The fags and booze crackdown that wasn't: or why we need a register of lobbyists

Why can’t we see how much is being spent by private healthcare companies to push for NHS reform, why can’t we see which companies thought the Work Programme was a good idea?

Senior Tories are determined to axe the “Lib Dem hobbyhorse” of a statutory register of lobbyists . . . one Tory source said the proposal was effectively dead as ministers focused on “big issues” instead of devoting resources to an idea cherished only by the Liberal Democrats.

“We need to tackle the issues that the country cares about such as immigration, benefits and the economy,” he said. “It is ironic that Nick Clegg is gunning for the lobbying industry when he was a lobbyist once upon a time.”
 
Now, about this “next big scandal waiting to happen”. Bluntly, one has to wonder at what point our Prime Minister will deem said scandal to have happened. The Queen’s Speech of 2013 was most notable not for what was in it, but for what wasn’t. 
 
For a start, lobbying reform wasn't there. But that wasn't the thing which caused a stink: that was the issue of plain cigarette packaging. It seems a pretty obvious policy to adopt. Rightly, the government is keen to make smoking a frowned-upon, niche activity on a par with watching hentai porn or Morris dancing, and having upped taxes and hidden the packets in supermarkets, this seemed the next logical step. I’m certainly OK with it, and I speak as an enthusiastic social smoker. (I only smoke when I'm out drinking. And quite often when I'm not. Anyway.)
 
Maybe you don't like the idea, but that's not the point. The point is that it was suddenly binned. Why? Because Ukip had been selling itself as the pro-smoking, or if you prefer, pro-lung cancer party? Or was it more to do with lobbying from the tobacco industry? Department of Health minutes show that lobbyists had met government officials in January and February and told them that the industry would have to source its packaging from abroad, resulting in job losses. Other arguments included the contention that it would boost the trade in illicit cigarettes - although commercial sensitivity laws mean we can’t actually see the workings behind this.

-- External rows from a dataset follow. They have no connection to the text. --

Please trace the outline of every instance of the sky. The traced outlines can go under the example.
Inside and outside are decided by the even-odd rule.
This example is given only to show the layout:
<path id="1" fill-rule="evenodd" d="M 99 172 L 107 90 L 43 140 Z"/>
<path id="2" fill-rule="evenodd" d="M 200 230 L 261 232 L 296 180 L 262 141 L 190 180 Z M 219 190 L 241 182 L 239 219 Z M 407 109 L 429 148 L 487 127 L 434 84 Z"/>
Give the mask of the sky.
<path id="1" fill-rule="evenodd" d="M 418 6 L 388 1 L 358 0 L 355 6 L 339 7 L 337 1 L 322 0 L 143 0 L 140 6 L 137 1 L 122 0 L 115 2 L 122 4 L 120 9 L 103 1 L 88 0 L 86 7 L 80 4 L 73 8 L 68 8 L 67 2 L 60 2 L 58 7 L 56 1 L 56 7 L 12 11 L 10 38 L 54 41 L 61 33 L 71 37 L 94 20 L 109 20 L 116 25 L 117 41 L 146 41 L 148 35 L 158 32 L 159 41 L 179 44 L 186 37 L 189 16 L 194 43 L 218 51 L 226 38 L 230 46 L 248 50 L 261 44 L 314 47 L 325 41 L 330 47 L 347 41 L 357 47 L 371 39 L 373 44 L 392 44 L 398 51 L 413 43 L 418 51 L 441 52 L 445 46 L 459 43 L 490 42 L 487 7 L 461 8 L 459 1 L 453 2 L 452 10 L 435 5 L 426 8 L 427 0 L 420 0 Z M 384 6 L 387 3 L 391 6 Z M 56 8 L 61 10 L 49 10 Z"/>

Fine. The tobacco lobbyists have as much of a right to put forward their view as anyone else. (For more on this, Thank You For Smoking is a brilliant film, by the way). But then the links between the Prime Minister’s aide, Lynton Crosby, and tobacco firms were exposed - and challenged by a Tory MP, no less. The PM’s spokesman said Crosby had no impact on the decision, but don’t the quotes in that FT story sound rather like his lines in this Mirror piece about “getting the barnacles off the boat”? This, incidentally, is the old lie that we should forget about this - and lobbying reform itself, and gay marriage for that matter - because the Government’s like me trying to walk and send a message on its phone: it can't try to do too many things at once or it'll end up inadvertently sending its mother a sex text before walking into a lamppost.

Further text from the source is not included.